Her pale skin now glistened in the firelight, and highlights of blood red ran in her dark hair.
“Hunter,” it whispered to itself and choked back laughter with a swallow as fingers tickled their claws down the bark of the oak.
Chapter Two
Chap lay with his long head down, nose just shy of his paw tips. His half-open eyes rarely blinked as he stared relentlessly into the darkness around the camp. Above the whisper of leaves and grass in the breeze came Magiere’s light breathing and Leesil’s soft, drunken snore.
The fire burned low in the late night, a pocket of molten-colored embers sprouting the occasional flicker of flame. The camp was well flanked by large trees in a black forest wall. Not far away, sounds of the Vudrask River, swollen with spring rains, gurgled as water splashed against rocks in its steady, ceaseless f
low. Magiere rolled over on her blanket with a low murmur. Wisps of her hair loosened from its braid and caught in smudges of leftover dried mud on her face. Chap glanced at her once and then resumed his vigil.

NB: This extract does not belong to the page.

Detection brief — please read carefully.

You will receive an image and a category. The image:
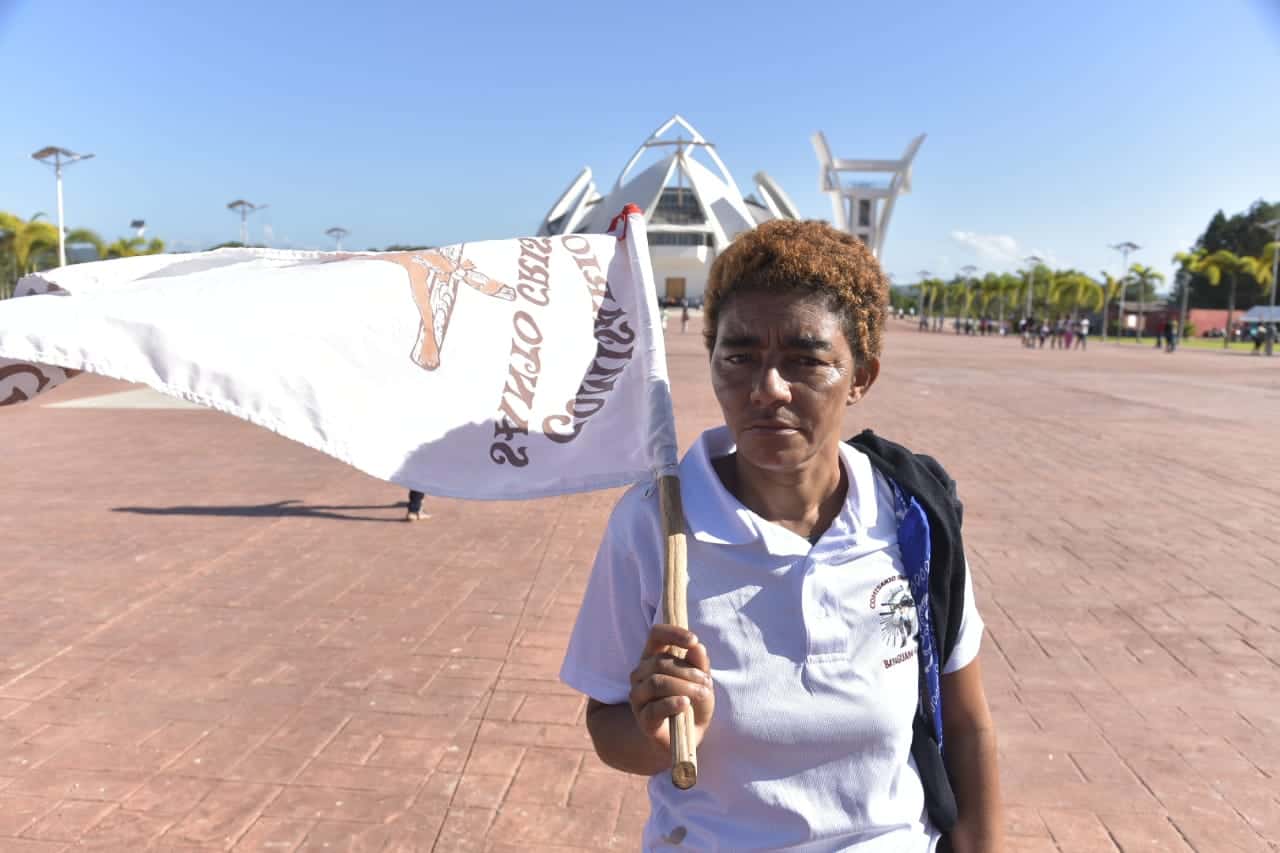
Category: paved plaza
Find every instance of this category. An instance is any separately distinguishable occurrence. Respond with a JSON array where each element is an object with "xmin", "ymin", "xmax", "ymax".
[{"xmin": 0, "ymin": 321, "xmax": 1280, "ymax": 853}]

Movement flashed between two trees a half dozen leaps outside of the camp.
Chap raised his head and growled for the first time since his companions had settled down to sleep. Silver-blue and gray hairs rose on his neck, and his jowls wrinkled until teeth showed between his lips. The rumbling growl swelled into a snarl. Magiere struggled in her sleep, but didn’t awaken.
Another quick blur passed in the darkness.

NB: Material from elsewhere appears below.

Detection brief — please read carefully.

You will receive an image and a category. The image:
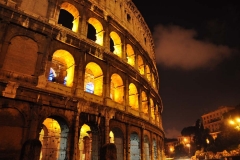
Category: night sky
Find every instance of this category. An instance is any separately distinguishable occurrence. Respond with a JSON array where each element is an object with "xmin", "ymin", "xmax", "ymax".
[{"xmin": 132, "ymin": 0, "xmax": 240, "ymax": 138}]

Haunches, shoulders, and leg muscles tensed. Chap dropped his head down again, growing silent, and inched forward along the ground.
A white face with eyes like glistening stone appeared above a bush two leaps out. It stared at Magiere.

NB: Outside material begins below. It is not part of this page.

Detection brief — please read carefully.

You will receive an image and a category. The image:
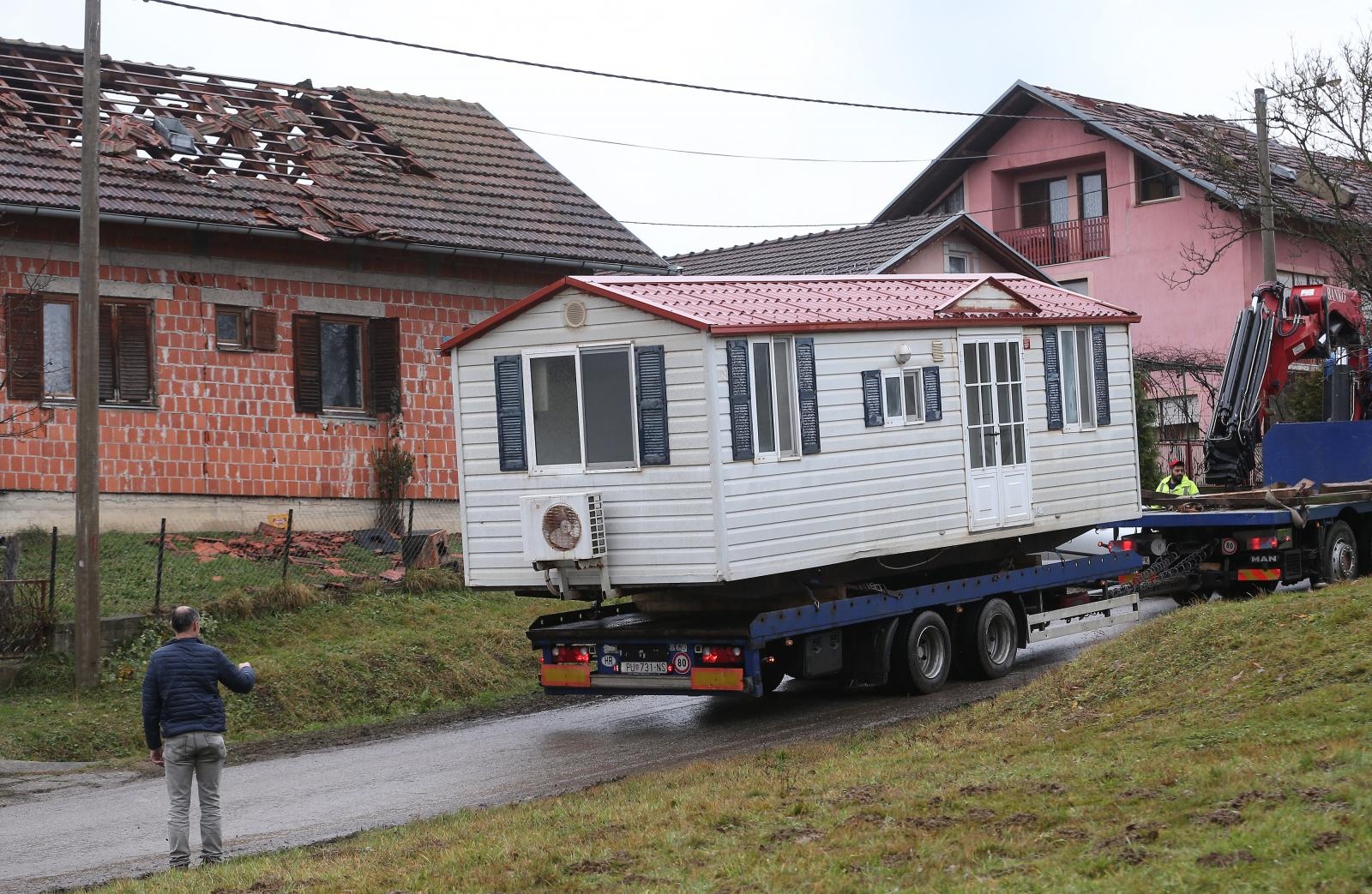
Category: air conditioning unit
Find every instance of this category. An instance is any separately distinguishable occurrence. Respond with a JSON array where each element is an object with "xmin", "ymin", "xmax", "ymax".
[{"xmin": 519, "ymin": 491, "xmax": 606, "ymax": 562}]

Chap launched forward with a high-pitched snarl. In the time it takes to lick a muzzle clean with the tongue, the forest wall covered him from sight.
Magiere woke in a panic and thrashed off her blanket in time to see Chap’s rapidly moving body disappear into the forest. She jerked her falchion from its sheath in confusion, still heavy with sleep as she wondered what noise had broken through her exhaustion.
“Leesil, wake up,” she said quickly. “Chap is gone . . . after something.”
The dog rarely barked unless threatened. He never attacked unless ordered to do so by Leesil, and in the years Magiere had known him, the hound had never abandoned camp.
An eerie, hate-filled cry floated through the forest from somewhere near the river. It was nothing she could imagine coming from a dog’s throat.
“Leesil . . . did you hear me?” She got to her feet. “Something is out there.” Her amulets brushed against her companion’s shoulder as she leaned over him and snapped, “Get up!”